Science Cover Art

The following are journal covers I designed to promote two genetics papers as a research assistant with Dr. Quan Long at the University of Calgary.

Cover submission for SplitTWAS

Published as cover of Genetics: Volume 220, Issue 2, February 2022.

A statue of a human figure and a geometric statue stand in front of an arched bridge. The bridge is reflected in water to form a double helix shape.
This artwork represents the central idea of the paper “Disentangling genetic feature selection and aggregation in transcriptome-wide association studies”, which splits the central model in transcriptome-wide association studies (TWAS) into two steps: 1) using gene expressions to select genotype features, and 2) using phenotypes to score aggregated genotypes. Although there is a causal relation between genotype and expression, this is not equivalent to the genetically regulated gene expression (GReX) calculated by traditional TWAS. GReX is a statistical association, and can either indicate that genotype predicts expression (the traditional TWAS view), or that expression selects relevant genotypes. The latter perspective allows GReX to be disentangled into two separate models for selecting and aggregating features (genotypes). In this view, genotypes switch place with expressions to become the bridge (center) that links gene expression and phenotype (statues) via statistical association.

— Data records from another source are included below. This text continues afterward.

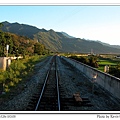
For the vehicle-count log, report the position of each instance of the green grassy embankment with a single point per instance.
(18, 72)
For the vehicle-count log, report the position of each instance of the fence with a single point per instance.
(107, 81)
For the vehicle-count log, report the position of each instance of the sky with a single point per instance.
(82, 21)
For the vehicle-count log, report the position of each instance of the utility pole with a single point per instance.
(7, 48)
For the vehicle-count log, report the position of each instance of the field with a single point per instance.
(108, 62)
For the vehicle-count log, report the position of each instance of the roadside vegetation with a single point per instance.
(31, 52)
(18, 71)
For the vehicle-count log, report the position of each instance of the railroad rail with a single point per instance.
(49, 98)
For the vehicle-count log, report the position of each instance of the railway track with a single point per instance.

Cover submission for PoolHapX

The output of a paper shredder is pieced back together into sheets of paper by a fantastical contraption labelled PoolHapX. The machine has four parts labelled graph color, AEM, BFS, and regression. The shredded paper creates a DNA shape.
This artwork illustrates the software described in the paper “Reconstruction of microbial haplotypes by integration of statistical and physical linkage in scaffolding”, which recovers the genetic sequences and prevalence of multiple subpopulations of organisms (haplotypes) from pooled DNA sequencing data. The software has four steps: 1) graph coloring to reduce the set of possible sequences, 2) hierarchical Approximate Expectation Maximization to identify likely subsequences, 3) breadth-first tree search to enumerate potential haplotypes, and 4) regularized regression to estimate haplotype frequencies from the observed frequencies of variants and variant pairs.